En cuanto Milagros supo lo sucedido puso rumbo a Bilbao y confirmó sus peores presagios. Su esposo y padre de su hijos había sido fusilado junto a la tapia del cementerio de Derio. Nunca recuperó sus restos ni supo dónde fue enterrado. Otra la vez la fuerza venció al espíritu, y esta vez lo hizo para llevarse a Juan José con cuarenta años y un montón de sueños aún por cumplir, como ese proyecto de comprar un camión a medias con otro vecino y dedicarse a la plantación de espárragos. Había aprendido sobre su cultivo durante su Servicio Militar en Tudela y pensó que las tierras arenosas de Galdames eran apropiadas para ello.
Juan José era un hombre inteligente que buscaba prosperar para ofrecer un futuro mejor a sus hijos. Lo intentó con un viaje a Argentina cuando aún estaba soltero y del que regresó sin éxito, aunque no por ello cejó en su empeño de construir un mundo mejor.
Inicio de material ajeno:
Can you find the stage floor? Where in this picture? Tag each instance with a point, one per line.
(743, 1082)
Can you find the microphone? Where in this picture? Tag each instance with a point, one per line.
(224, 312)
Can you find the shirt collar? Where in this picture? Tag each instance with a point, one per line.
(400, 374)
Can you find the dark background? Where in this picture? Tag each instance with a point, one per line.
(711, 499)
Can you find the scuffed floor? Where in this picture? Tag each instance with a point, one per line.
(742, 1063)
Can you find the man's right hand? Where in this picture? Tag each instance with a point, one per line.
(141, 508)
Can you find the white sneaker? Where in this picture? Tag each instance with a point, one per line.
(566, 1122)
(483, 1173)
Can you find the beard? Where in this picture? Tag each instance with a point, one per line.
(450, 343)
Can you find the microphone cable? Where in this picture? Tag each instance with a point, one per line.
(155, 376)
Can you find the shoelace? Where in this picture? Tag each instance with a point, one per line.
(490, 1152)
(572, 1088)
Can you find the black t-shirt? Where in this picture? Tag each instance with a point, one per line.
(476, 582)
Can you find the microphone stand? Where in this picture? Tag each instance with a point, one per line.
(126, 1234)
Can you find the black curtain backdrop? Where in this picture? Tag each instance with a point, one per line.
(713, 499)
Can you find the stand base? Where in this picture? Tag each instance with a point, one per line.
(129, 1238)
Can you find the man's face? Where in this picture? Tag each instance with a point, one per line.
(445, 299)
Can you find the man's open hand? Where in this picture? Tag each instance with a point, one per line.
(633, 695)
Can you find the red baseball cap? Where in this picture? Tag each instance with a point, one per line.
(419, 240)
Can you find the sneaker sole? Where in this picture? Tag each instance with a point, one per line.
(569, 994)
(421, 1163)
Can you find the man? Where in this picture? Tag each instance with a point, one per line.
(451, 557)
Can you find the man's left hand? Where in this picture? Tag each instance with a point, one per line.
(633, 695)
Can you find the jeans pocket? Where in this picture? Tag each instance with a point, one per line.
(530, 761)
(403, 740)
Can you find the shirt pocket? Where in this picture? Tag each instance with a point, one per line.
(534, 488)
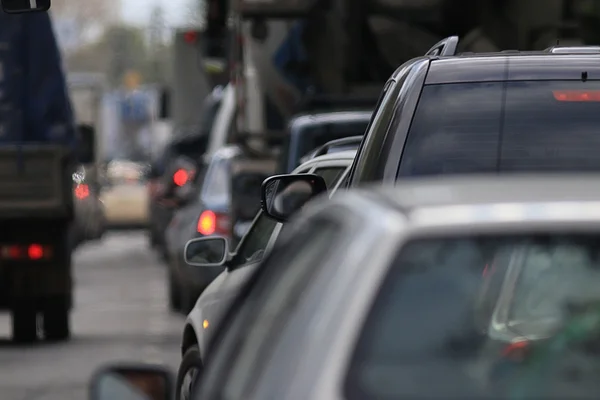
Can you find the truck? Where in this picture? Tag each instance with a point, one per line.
(39, 150)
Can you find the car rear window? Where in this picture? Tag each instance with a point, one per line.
(452, 313)
(526, 126)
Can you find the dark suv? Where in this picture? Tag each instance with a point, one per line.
(447, 113)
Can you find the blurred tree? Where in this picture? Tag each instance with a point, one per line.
(158, 49)
(120, 49)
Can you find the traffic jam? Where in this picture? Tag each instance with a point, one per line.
(425, 226)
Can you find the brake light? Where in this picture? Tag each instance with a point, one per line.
(576, 95)
(82, 191)
(211, 223)
(32, 252)
(35, 252)
(180, 177)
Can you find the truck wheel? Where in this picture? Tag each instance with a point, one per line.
(56, 320)
(24, 324)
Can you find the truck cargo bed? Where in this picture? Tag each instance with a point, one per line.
(35, 181)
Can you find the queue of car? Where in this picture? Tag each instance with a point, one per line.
(464, 262)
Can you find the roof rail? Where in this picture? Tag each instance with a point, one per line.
(445, 47)
(313, 102)
(327, 147)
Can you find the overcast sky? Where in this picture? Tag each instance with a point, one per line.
(138, 11)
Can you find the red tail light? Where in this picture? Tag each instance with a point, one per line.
(516, 351)
(576, 95)
(180, 177)
(212, 223)
(32, 252)
(82, 191)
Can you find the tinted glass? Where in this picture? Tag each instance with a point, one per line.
(503, 127)
(330, 175)
(215, 188)
(446, 319)
(309, 137)
(256, 240)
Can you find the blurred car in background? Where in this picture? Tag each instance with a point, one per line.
(307, 132)
(90, 218)
(239, 266)
(225, 202)
(124, 194)
(166, 175)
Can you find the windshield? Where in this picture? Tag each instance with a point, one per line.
(449, 308)
(217, 181)
(504, 127)
(305, 138)
(209, 113)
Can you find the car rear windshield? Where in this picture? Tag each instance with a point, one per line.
(454, 315)
(526, 126)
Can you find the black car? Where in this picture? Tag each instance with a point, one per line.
(225, 203)
(506, 112)
(308, 131)
(162, 179)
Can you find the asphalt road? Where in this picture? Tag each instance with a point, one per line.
(120, 314)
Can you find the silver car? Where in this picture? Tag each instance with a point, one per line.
(481, 287)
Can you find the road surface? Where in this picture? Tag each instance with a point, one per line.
(120, 314)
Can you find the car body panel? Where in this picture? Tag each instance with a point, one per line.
(214, 301)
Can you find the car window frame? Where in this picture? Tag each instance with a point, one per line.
(234, 264)
(238, 261)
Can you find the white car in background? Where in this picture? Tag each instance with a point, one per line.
(124, 194)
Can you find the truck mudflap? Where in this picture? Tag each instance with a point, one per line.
(35, 182)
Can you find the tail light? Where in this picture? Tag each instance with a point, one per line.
(213, 223)
(31, 252)
(516, 351)
(81, 191)
(180, 177)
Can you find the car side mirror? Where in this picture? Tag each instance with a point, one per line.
(87, 144)
(209, 251)
(135, 381)
(283, 195)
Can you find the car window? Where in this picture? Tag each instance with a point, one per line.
(330, 175)
(438, 329)
(369, 150)
(215, 188)
(532, 126)
(252, 248)
(267, 298)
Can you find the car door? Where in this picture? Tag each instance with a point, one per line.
(263, 305)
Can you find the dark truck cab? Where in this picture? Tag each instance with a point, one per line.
(39, 151)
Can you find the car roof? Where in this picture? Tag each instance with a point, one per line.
(329, 117)
(474, 190)
(513, 66)
(338, 155)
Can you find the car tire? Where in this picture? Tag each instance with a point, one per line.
(174, 294)
(24, 324)
(188, 374)
(57, 326)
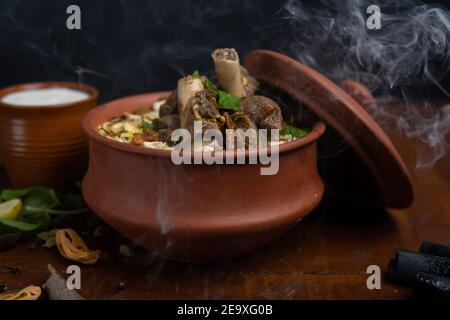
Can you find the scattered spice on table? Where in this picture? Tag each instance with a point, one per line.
(72, 247)
(28, 293)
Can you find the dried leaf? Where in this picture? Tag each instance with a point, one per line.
(56, 287)
(72, 247)
(28, 293)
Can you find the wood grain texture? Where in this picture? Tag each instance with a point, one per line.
(324, 257)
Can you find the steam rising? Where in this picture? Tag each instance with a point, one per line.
(411, 48)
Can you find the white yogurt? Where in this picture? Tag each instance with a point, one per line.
(44, 97)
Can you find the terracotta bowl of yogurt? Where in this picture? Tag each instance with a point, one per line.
(41, 139)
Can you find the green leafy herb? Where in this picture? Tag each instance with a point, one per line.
(49, 238)
(40, 207)
(156, 124)
(8, 226)
(228, 101)
(294, 131)
(146, 125)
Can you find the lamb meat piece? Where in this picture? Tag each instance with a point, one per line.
(243, 121)
(265, 112)
(165, 135)
(229, 123)
(203, 107)
(170, 106)
(170, 121)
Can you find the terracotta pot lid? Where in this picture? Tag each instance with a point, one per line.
(340, 111)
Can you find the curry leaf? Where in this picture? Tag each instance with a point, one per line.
(228, 101)
(7, 226)
(294, 131)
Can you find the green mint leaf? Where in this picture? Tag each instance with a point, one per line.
(228, 101)
(146, 125)
(294, 131)
(8, 226)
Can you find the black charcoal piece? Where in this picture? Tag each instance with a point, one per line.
(435, 249)
(406, 264)
(430, 286)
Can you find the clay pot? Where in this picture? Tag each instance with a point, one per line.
(45, 145)
(196, 212)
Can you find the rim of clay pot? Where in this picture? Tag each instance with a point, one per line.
(92, 91)
(90, 125)
(395, 183)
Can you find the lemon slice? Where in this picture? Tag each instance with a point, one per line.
(9, 210)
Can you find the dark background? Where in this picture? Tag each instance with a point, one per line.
(127, 47)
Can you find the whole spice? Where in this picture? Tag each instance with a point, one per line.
(28, 293)
(72, 247)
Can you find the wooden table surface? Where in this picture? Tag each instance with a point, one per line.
(324, 257)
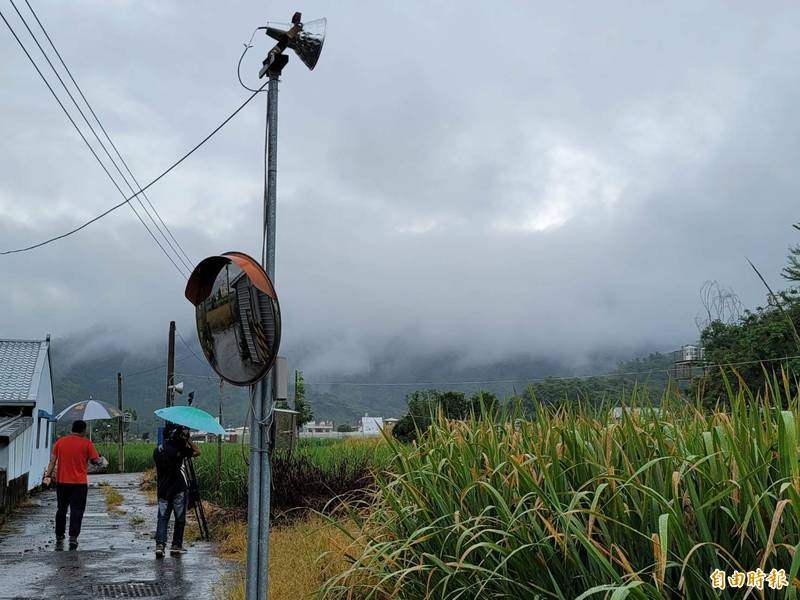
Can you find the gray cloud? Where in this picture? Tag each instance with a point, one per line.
(487, 181)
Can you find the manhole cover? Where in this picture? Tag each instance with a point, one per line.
(130, 589)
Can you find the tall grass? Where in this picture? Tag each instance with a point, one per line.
(307, 479)
(577, 504)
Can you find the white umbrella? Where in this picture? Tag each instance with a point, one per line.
(89, 410)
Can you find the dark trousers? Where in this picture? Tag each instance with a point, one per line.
(72, 496)
(166, 506)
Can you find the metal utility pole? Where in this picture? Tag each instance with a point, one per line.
(306, 40)
(258, 533)
(219, 437)
(121, 431)
(170, 366)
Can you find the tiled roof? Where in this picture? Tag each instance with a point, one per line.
(11, 427)
(21, 364)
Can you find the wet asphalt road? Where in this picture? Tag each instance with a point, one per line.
(115, 558)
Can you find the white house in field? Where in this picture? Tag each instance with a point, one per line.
(26, 416)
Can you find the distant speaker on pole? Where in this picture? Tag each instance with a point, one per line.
(307, 43)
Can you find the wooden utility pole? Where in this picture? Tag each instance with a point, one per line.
(219, 437)
(171, 365)
(121, 431)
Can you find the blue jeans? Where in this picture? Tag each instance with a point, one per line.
(165, 509)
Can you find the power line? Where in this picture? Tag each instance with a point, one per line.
(105, 133)
(75, 125)
(540, 379)
(102, 145)
(143, 189)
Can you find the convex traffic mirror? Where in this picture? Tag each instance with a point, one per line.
(238, 316)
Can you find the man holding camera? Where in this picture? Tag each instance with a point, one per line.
(71, 454)
(173, 489)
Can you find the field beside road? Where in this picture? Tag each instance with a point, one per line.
(318, 471)
(573, 501)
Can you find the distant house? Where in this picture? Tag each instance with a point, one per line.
(26, 417)
(313, 427)
(371, 425)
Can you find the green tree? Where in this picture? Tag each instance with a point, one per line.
(301, 404)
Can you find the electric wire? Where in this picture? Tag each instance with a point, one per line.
(105, 149)
(83, 137)
(247, 46)
(105, 133)
(143, 189)
(528, 380)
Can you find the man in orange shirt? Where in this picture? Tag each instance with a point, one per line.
(72, 453)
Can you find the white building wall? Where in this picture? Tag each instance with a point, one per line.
(40, 456)
(371, 425)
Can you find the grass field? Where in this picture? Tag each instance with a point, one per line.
(578, 504)
(318, 471)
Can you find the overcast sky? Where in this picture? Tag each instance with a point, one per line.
(490, 178)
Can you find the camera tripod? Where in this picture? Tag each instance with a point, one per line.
(195, 501)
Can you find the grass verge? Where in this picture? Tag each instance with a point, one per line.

Juan José dejó escrita una carta a su familia, pero aquel pedazo de papel repleto de sentimientos se extravió
Milagros se metió en la cama para adormecer la pena mientras la noticia corría por el pueblo como una mecha prendida. La frase más repetida entre los lugareños fue la de «han matado al hombre más bueno de Galdames» y el lamento de unos y otros se pudo oír en cada recodo del valle. No pudieron hacer otra cosa que ofrecer cariño y consuelo a la viuda y sus seis hijos en el inicio de una represión y dominación fascista que acabaría durando cuatro décadas.